照片里,小如坐在校院的一块石头上,身后是几棵芭蕉树,叶子肥大,绿意盎然,小如笑得很开心。
我的手在照片上摸着,似乎能感觉到她细腻的皮肤。
不管现在是什么情况,我都十分感激刘月,如果不是她坚持让小如喊我妈妈,现在我面临的问题更多。
记得刘月当时说,孩子可以由我来养,但是她必须知道自己的亲生妈妈是谁,至于爸爸是谁的问题,等她大一点,你自己和她解释。
看着她的笑,我心里酸酸的。
这些年我很少给她打电话,除了必要的联系,我甚至很少和刘月联系。我记得有一次假期刘月带着她过来看我,我吓得不行,还吼了她一顿。

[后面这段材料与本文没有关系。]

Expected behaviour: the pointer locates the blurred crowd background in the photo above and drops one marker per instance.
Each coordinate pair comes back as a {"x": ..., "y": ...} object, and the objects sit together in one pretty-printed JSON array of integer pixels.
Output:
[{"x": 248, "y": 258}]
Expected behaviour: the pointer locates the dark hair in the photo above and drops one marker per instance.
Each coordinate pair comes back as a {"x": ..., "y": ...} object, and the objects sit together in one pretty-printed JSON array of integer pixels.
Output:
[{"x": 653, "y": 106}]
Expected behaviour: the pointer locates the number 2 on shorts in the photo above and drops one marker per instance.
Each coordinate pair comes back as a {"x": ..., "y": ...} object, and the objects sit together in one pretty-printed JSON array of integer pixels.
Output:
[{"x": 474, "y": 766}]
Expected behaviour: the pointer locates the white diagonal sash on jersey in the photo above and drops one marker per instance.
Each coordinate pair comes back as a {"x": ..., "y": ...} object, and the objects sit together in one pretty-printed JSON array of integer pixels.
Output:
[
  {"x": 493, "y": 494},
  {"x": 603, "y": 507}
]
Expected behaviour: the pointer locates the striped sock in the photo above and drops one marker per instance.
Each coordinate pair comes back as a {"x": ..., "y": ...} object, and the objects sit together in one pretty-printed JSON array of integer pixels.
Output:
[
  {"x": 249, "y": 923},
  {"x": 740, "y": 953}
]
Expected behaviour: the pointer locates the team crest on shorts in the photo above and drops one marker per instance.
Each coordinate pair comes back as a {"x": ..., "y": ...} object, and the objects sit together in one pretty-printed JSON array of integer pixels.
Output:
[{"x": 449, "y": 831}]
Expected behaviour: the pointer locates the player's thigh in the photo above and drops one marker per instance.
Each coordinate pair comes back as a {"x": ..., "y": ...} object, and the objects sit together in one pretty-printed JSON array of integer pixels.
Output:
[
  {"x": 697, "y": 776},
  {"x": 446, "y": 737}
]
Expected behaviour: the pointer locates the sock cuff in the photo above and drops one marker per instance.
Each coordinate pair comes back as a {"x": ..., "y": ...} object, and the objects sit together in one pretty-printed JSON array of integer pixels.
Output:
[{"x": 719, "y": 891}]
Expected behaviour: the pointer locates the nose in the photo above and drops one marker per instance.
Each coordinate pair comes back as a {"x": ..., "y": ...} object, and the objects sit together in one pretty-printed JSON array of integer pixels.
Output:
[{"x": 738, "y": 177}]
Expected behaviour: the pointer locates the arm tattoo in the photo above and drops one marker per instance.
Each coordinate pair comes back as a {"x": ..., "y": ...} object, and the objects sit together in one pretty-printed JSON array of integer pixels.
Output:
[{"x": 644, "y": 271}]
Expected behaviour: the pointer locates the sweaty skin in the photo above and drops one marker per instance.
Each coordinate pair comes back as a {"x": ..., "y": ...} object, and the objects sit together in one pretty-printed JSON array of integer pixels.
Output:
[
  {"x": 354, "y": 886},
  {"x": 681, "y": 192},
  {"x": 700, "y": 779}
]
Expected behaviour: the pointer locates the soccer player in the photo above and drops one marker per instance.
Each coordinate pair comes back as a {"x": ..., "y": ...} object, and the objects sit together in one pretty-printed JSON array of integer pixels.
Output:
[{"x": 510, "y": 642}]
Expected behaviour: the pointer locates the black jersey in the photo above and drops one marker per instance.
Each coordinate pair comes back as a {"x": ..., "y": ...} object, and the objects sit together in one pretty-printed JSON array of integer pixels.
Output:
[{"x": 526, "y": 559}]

自此以后,她再也没在刘月面前提出要来帝都看妈妈的要求,刘月说她想我的时候就拿着一张我的照片看。
眼泪流了下来,叭嗒叭嗒地掉在照片上。
我慌慌地伸出手把泪水擦干,生怕把照片泅了。
华远树办事效率高得不行,才一周就告诉我说要重新选择环评公司来做其它几个项目的合作商了。
我听了他的话一时不知道说什么。